Flow Density Control: Generative Optimization Beyond Entropy-Regularized Fine-Tuning
Riccardo De Santi, Marin Vlastelica, Ya-Ping Hsieh, Zebang Shen, Niao He, Andreas Krause
TL;DR
This work generalizes fine-tuning of flow and diffusion models from KL-regularized reward optimization to GO, where arbitrary distributional utilities and divergences are optimized under flow dynamics. It introduces Flow Density Control (FDC), a mirror-descent-based method that converts non-linear GO into a sequence of linear GO problems using the first variation of the objective.

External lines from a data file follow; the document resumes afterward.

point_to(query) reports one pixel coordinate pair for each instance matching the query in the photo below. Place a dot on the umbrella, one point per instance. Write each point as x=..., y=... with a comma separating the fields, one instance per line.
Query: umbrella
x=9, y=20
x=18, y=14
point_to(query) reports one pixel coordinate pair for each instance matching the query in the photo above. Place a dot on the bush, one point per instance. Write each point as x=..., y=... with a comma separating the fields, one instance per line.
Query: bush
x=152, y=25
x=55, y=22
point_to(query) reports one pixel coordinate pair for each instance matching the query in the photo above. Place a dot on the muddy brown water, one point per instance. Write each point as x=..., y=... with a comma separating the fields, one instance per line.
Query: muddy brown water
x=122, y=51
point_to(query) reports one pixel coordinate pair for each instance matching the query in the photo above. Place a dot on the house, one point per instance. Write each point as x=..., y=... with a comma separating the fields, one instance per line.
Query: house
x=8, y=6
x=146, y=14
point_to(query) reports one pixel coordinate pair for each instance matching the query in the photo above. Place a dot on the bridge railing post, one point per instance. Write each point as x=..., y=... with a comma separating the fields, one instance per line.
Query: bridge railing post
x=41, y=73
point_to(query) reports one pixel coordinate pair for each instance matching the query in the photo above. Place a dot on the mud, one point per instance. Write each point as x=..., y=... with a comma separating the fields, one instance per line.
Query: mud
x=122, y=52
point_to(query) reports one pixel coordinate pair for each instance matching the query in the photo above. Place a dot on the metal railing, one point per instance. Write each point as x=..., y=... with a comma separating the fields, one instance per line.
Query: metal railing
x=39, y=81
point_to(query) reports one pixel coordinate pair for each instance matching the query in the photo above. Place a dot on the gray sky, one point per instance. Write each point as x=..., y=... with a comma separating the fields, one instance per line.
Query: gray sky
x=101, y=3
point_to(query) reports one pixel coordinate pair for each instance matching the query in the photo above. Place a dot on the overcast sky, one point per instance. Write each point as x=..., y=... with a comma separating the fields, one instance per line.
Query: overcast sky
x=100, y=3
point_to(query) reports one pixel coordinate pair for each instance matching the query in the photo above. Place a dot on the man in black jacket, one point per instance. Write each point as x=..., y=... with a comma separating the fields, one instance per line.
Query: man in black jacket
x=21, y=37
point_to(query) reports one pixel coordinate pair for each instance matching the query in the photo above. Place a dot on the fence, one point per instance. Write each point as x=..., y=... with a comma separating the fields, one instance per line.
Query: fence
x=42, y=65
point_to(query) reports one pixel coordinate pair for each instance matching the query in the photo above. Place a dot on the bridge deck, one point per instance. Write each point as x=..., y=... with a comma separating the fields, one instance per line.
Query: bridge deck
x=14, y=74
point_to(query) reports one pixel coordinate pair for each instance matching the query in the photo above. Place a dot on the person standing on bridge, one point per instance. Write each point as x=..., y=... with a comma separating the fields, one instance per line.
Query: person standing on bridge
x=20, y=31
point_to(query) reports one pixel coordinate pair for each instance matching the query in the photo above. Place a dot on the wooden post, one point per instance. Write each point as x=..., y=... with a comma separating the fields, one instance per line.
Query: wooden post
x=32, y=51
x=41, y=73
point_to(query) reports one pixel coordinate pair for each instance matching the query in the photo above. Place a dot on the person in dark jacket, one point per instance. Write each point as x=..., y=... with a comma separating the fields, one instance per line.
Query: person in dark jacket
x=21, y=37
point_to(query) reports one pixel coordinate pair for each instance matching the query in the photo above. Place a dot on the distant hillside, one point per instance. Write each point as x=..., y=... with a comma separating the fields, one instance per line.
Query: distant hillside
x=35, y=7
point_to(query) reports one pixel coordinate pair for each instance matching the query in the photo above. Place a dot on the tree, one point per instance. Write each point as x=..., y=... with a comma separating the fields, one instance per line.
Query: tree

The authors provide convergence guarantees under both idealized concave and general noisy settings via mirror-flow theory and demonstrate effectiveness across risk-averse, novelty-seeking, and OT-regularized tasks, including molecular design and text-to-image generation. Together, these advances extend the practical reach of pretrained generative models for complex scientific and creative objectives beyond current fine-tuning schemes.
Abstract
Adapting large-scale foundation flow and diffusion generative models to optimize task-specific objectives while preserving prior information is crucial for real-world applications such as molecular design, protein docking, and creative image generation. Existing principled fine-tuning methods aim to maximize the expected reward of generated samples, while retaining knowledge from the pre-trained model via KL-divergence regularization. In this work, we tackle the significantly more general problem of optimizing general utilities beyond average rewards, including risk-averse and novelty-seeking reward maximization, diversity measures for exploration, and experiment design objectives among others. Likewise, we consider more general ways to preserve prior information beyond KL-divergence, such as optimal transport distances and Renyi divergences. To this end, we introduce Flow Density Control (FDC), a simple algorithm that reduces this complex problem to a specific sequence of simpler fine-tuning tasks, each solvable via scalable established methods. We derive convergence guarantees for the proposed scheme under realistic assumptions by leveraging recent understanding of mirror flows. Finally, we validate our method on illustrative settings, text-to-image, and molecular design tasks, showing that it can steer pre-trained generative models to optimize objectives and solve practically relevant tasks beyond the reach of current fine-tuning schemes.